Dom Paulo Evaristo Arns

Luiz Eduardo W. Wanderley

Departamento de Sociologia, Pontifícia Universidade Católica, São Paulo/SP, Brasil

O livro é uma biografia fecunda da pessoa extraordinária de Dom Paulo Evaristo Arns, cardeal da Igreja Católica, desde 1966, com foco na cidade de São Paulo.
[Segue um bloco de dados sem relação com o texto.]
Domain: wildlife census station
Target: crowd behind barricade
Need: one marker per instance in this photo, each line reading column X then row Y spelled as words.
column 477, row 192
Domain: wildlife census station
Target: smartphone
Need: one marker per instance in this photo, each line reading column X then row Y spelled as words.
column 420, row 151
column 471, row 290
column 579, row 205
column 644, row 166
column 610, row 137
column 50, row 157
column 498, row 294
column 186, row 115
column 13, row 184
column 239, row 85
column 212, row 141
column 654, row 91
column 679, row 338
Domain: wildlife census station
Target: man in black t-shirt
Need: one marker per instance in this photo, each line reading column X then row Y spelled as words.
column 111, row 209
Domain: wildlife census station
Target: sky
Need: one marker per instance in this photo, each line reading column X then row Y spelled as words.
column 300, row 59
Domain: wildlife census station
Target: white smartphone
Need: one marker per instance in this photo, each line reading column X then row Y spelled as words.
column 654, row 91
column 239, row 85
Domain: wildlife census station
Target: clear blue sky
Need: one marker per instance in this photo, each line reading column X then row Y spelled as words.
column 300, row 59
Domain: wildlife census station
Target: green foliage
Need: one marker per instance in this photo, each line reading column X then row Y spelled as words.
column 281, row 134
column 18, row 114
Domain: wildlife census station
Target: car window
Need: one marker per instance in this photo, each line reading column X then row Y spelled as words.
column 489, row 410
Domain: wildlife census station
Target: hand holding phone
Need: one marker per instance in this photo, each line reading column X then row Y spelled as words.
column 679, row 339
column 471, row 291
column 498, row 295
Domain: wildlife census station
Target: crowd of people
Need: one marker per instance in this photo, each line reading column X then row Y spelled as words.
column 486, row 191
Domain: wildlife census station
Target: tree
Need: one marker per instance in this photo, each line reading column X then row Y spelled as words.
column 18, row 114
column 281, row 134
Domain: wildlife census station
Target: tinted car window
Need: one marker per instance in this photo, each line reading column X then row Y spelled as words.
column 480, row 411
Ele, também, é um cidadão proeminente, por sua atuação local, nacional e internacional – foi indicado como cidadão honorário em 38 localidades do Brasil.

São 65 capítulos com contribuições de autores os mais variados, composto de 359 ilustrações, com fotos, trechos de documentos, recortes de jornais e revistas, desenhos, charges e textos singelos e coloquiais.
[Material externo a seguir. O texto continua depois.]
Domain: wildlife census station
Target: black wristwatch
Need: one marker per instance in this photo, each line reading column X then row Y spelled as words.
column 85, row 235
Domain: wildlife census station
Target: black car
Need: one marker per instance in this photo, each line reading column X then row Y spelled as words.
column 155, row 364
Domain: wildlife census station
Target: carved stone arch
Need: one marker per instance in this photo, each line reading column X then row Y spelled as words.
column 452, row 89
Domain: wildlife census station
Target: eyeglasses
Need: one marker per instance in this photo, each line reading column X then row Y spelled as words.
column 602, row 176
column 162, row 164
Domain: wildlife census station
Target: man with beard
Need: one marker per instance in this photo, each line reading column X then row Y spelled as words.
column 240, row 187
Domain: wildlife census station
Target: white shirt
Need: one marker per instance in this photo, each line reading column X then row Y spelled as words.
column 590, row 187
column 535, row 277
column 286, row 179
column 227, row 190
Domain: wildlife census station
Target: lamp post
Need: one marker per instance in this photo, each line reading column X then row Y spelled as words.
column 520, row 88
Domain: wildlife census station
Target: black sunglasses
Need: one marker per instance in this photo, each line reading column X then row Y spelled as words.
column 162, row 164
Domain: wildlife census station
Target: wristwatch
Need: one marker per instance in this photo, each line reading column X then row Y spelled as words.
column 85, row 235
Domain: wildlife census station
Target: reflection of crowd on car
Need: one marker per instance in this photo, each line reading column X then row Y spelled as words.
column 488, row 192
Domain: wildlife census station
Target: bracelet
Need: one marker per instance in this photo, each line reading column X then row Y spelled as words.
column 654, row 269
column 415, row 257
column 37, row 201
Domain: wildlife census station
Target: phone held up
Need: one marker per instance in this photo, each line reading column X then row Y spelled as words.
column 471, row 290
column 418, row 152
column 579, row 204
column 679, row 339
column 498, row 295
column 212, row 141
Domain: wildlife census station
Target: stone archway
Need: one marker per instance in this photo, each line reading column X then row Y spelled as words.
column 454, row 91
Um resumo do livro pode ser lido na Apresentação do organizador principal – Ricardo Carvalho –, assim expresso:

Em qualquer capítulo você vai encontrar, independente do ano, uma ação de dom Paulo em defesa dos oprimidos e dos Direitos Humanos, contra a censura, a favor da liberdade, incentivando a organização do povo em comunidades, apoiando os movimentos sociais, denunciando a tortura de presos políticos, enfrentando militares – independentemente da patente – oferecendo a Catedral da Sé para missas e cultos ecumênicos.
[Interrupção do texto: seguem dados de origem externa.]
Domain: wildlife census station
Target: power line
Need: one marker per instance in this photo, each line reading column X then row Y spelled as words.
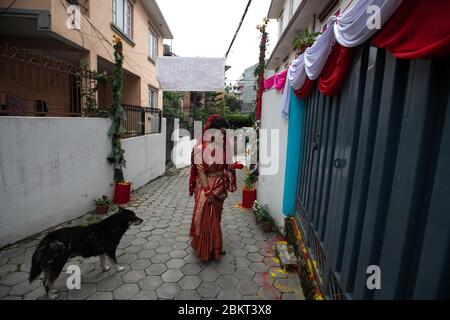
column 238, row 28
column 10, row 5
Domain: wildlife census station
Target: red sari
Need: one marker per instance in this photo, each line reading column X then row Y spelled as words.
column 205, row 229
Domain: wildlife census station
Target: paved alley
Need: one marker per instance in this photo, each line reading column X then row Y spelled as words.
column 159, row 262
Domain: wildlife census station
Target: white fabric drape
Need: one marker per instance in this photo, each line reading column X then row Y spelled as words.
column 316, row 56
column 351, row 29
column 286, row 99
column 295, row 78
column 296, row 74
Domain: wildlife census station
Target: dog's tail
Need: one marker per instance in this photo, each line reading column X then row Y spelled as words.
column 36, row 262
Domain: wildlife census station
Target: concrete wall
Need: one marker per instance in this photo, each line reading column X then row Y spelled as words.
column 146, row 157
column 271, row 187
column 136, row 59
column 51, row 170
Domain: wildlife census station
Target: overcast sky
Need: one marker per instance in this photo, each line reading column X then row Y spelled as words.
column 204, row 28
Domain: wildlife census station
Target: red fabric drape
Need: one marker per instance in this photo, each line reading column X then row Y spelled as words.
column 418, row 29
column 304, row 91
column 335, row 70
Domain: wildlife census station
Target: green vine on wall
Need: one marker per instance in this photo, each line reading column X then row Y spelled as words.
column 88, row 86
column 117, row 155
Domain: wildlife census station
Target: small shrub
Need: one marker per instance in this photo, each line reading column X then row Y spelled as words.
column 104, row 201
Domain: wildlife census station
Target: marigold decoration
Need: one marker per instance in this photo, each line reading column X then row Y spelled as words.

Suas "vidas" contribuíram, de modo relevante, para a construção da democracia, na cidade paulistana, com irradiações para todo o Brasil e mesmo para o exterior. Uma democracia que abrange as dimensões política, econômica, social, cultural, religiosa.

De sua rica trajetória, ressalto alguns trechos dos autores, que marcaram época em circunstâncias as mais diversificadas.

Revisitando a sua história pessoal, Leonardo Boff cita três paixões que animam a sua vida: a paixão incandescente por Deus, a paixão compassiva pelos pobres na perspectiva de sua libertação, e a paixão lúcida pela inteligência.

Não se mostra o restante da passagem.